Perhaps an album named Imaginary Audience isn’t the most accurate title for the debut by Mindchatter. The debut by the artist otherwise known by Bryce Connolly is jam-packed with genre-bending jams that will undoubtedly play and resonate with a huge group of people.
Propulsive, bubbling synths open the album on “Blame Game,” where Connolly sings delicately over the sound bed. Shortly after, the drippy “Scared to Go Home” clicks and clacks as Connolly weave in and out of an impressive falsetto.
“Paradise” sounds straight out of 2009, synth voices making “ooh-ooh” sounds, while the backing track sounds like the synthesizer equivalent of the Wheel of Fortune wheel coming to a stop. The track gradually picks up speed as Connolly distorts his voice to sound menacing. As the verses continue, he blends the menacing voice with his speaking voice to create a really unique effect.

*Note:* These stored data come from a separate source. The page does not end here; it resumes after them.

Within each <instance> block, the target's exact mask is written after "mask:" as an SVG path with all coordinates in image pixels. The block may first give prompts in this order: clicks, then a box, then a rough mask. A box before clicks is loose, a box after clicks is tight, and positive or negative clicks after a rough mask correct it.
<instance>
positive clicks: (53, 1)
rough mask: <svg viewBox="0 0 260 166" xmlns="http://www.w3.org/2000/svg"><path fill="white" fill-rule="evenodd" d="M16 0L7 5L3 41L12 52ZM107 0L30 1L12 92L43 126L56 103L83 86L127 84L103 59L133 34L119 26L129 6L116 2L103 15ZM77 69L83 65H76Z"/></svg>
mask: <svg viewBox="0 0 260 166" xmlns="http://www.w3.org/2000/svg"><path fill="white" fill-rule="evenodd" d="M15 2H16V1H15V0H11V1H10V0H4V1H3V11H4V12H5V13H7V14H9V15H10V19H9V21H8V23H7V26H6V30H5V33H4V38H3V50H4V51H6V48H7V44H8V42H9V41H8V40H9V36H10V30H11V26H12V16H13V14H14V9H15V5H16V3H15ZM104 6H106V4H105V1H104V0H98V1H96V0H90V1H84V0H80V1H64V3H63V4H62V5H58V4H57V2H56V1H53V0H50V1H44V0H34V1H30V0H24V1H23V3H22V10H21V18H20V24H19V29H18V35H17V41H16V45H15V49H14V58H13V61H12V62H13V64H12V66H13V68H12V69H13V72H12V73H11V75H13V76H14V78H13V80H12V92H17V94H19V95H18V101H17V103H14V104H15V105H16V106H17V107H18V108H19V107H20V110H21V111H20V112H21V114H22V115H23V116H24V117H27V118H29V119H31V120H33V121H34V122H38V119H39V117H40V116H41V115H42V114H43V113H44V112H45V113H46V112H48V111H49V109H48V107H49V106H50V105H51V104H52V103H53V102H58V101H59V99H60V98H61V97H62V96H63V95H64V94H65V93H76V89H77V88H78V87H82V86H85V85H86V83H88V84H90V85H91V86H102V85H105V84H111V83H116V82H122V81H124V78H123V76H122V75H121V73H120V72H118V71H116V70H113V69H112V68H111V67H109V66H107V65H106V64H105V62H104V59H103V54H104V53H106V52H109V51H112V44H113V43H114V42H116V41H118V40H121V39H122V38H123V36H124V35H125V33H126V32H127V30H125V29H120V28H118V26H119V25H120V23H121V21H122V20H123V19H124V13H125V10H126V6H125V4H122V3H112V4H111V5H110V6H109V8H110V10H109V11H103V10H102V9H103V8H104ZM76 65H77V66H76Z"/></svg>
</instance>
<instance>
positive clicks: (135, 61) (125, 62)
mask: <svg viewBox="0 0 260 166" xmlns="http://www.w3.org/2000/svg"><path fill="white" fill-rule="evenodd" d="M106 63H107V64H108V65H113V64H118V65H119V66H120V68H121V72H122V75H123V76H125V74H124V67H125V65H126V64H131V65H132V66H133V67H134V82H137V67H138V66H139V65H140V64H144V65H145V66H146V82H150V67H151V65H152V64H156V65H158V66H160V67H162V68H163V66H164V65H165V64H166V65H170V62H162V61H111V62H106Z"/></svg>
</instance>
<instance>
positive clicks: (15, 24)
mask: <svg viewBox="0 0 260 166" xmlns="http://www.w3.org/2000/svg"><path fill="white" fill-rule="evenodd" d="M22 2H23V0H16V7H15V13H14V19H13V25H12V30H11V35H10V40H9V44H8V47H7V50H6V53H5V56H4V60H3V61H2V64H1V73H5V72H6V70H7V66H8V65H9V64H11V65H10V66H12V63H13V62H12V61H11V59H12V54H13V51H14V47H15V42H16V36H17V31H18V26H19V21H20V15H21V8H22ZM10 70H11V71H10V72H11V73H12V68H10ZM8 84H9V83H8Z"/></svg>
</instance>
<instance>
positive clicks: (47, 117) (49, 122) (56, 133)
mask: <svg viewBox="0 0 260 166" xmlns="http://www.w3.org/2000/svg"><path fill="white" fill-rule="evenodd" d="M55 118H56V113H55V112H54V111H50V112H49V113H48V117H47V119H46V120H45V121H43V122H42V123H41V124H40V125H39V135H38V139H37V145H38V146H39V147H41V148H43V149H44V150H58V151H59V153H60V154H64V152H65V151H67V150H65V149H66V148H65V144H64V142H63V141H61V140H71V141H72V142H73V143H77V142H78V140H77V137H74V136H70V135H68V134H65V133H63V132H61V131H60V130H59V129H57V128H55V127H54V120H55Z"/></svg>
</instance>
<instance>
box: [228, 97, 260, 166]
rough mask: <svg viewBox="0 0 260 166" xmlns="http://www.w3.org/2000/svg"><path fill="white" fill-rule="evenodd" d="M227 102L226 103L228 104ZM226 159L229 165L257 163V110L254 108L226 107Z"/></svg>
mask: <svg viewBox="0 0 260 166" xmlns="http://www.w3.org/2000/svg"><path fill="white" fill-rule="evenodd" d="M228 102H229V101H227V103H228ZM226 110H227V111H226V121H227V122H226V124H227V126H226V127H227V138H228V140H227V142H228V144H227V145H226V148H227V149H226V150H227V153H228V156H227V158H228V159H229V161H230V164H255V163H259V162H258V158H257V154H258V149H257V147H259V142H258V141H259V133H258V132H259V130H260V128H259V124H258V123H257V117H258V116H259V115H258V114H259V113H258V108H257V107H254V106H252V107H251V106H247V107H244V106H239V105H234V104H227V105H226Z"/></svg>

“Night Goggles” is something entirely different. Built on a few piano notes, the percussion oscillates as muted horn sounds emerge in the distance. Then, he makes it clear he’s shooting for the stars: “I don't wanna waste my time with trying to feel young/I was there to help invent the sun/And I don’t need to spend my nights with people I don't love cause/I’ve done enough of that shit I’ve done enough/The stars are where I come from and where I will return to when I'm done”. It’s one of the album's brightest moments.
Imaginary Audience is a record with sophistication but still doesn’t manage to take itself too seriously. Case in point, there’s a track called “Google Thinks For Me”. Some of the experiments on the record feel like doodles, others feel like full tracks. If you listen closely, you can hear Connolly chuckling. It’s that sort of free form energy, experimentation, and willingness to try anything that makes this record so memorable.